About a year ago a very polite lady rang me out of the blue to ask me questions for some sort of market research. About 15 minutes of vague, random and mostly inane questions followed. Then came the following slighly odd dialogue (which I reconstruct from memory).
Her: Do you smoke?
Her: How many per day?
Me: How many what per day?
Her: How many cigarettes per day?
Her: Cigars, then?
Her: You do realise we're only talking about legal substances?
Me: Yes. Actually I smoke a pipe.
Her: Ohhh ... ok ... um ... I'll put you down as a non-smoker then, shall I?
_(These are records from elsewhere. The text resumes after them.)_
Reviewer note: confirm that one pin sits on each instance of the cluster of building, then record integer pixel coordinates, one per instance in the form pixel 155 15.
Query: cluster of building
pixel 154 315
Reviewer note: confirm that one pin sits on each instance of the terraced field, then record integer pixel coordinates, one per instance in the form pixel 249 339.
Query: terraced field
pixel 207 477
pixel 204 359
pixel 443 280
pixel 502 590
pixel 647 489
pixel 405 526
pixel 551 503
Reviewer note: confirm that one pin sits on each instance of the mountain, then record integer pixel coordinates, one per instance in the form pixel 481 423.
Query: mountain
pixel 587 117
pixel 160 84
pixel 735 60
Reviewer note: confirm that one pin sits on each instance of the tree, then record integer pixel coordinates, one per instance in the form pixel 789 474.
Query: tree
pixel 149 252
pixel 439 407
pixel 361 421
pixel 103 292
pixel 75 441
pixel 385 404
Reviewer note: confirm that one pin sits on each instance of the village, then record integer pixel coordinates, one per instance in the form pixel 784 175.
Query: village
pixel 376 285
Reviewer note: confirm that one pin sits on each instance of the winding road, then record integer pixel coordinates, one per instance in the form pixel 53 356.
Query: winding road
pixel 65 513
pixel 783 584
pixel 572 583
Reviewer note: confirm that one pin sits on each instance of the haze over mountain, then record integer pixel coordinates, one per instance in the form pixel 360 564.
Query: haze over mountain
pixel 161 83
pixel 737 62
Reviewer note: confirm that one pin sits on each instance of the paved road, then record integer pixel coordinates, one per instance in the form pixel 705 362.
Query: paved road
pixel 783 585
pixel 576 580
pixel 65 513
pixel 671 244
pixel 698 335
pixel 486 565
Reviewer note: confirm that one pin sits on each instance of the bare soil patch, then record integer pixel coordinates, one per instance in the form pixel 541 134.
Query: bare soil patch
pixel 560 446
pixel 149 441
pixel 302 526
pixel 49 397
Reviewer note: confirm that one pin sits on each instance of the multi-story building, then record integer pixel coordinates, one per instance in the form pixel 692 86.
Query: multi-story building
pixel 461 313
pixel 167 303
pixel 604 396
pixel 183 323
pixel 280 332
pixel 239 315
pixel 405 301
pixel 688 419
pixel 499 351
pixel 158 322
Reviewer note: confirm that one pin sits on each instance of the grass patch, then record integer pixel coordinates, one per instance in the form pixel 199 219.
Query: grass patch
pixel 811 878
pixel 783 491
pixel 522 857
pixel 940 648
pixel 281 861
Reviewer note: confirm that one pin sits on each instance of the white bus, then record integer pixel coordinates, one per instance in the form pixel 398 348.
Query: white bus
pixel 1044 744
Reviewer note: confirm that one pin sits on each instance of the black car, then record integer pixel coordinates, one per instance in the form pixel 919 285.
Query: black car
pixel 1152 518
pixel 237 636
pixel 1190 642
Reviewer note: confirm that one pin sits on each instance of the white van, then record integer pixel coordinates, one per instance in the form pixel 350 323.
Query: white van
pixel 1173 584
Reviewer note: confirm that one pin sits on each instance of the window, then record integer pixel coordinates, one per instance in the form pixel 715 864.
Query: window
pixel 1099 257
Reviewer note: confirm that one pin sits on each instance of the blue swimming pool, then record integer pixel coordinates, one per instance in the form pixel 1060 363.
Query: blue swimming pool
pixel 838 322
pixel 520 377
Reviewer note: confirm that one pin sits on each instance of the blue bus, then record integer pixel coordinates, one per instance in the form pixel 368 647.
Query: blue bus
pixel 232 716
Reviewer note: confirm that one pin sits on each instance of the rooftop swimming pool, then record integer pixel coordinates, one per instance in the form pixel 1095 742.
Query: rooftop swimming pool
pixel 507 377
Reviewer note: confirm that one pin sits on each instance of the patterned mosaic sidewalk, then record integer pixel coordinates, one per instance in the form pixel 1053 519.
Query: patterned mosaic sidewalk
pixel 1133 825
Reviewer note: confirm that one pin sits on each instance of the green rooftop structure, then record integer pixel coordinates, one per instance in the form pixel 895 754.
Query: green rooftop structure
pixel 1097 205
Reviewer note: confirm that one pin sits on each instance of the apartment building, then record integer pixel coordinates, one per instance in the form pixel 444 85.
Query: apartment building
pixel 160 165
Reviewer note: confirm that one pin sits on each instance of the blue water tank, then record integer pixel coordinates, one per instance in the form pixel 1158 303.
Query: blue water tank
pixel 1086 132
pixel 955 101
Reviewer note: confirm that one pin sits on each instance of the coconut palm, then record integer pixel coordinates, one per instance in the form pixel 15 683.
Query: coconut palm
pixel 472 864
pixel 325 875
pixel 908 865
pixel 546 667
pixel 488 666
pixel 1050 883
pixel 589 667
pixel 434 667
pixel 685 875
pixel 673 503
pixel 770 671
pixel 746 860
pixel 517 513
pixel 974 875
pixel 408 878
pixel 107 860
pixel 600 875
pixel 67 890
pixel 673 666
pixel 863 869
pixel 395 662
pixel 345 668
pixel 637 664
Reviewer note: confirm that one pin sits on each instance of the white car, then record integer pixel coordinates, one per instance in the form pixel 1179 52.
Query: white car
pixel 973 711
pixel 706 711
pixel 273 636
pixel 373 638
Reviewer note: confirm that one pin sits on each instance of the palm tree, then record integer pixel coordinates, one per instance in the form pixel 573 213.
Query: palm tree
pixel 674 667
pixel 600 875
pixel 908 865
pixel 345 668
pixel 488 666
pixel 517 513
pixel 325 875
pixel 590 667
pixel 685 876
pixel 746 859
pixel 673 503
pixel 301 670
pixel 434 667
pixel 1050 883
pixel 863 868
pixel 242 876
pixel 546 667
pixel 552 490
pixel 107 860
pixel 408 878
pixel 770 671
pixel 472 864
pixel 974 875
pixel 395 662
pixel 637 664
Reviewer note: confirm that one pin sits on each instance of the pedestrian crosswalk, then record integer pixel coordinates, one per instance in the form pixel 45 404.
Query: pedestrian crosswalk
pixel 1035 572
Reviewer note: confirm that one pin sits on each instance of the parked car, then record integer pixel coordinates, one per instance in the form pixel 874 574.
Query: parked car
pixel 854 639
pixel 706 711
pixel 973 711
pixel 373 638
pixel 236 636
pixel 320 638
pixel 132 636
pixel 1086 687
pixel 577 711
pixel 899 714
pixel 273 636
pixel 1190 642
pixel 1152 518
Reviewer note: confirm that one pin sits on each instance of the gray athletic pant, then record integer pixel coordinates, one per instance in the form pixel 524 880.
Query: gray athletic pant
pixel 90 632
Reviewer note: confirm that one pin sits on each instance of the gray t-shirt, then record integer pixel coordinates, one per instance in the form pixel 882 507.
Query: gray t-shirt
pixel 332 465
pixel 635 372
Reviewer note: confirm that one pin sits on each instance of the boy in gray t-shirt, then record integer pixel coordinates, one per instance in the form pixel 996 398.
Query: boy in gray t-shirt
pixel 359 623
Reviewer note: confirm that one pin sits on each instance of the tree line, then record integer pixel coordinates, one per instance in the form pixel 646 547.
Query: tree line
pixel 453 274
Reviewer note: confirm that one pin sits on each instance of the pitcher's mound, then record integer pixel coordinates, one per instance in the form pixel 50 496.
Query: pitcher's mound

The reason that this puzzling exchange has been recalled to mind is that I found two postings in the Catholic blogsphere relating to the (possibly idolatrous) worship of the Lady Nicotine in the space of five minutes. The first was at Me Monk, Me Meander maintained by Fr Stephanos OSB.He manitains that all smoking is sinful (no matter how much or how little) and may well be mortally sinful. That's bad news for the smoking brigade generally but especially for your humble servant who likes his pipe well enough if not all that often. It happened that immediately after I read Fr Stephanos' musings on the subject I turned to an excellent new blog called English - Scottish - Welsh - Irish Martyrs which has one of my favourite saints listed on it for today, August 23rd. St John Kemble was martyred at Hereford in 1679 following on Titus Oates infamous 'Popish Plot'. (The online Catholic Encyclopedia calls him 'Blessed' because he wasn't canonised until 1970, along with 39 others who died in various English persecutions down the centuries.) What's notable about him in this context though, is that he paused on the way to the gallows for a pipe and a drink of wine. Some authorities claim that the last pipe of the evening is a "Kemble pipe" while others say it's the last pipe given to a condemned man. Either way, I'd reluctant to part with it (or any of the ones that come before it!). Interestingly too, a search of the Vatican domain with Google Advanced Search turned up nothing in English relating to smoking at all. Unless and until the Church comes out formally and definitively against it, I think I'll keep my now-and-again habit and try to imitate St John Kemble not just in pipe-smoking but virtue as well.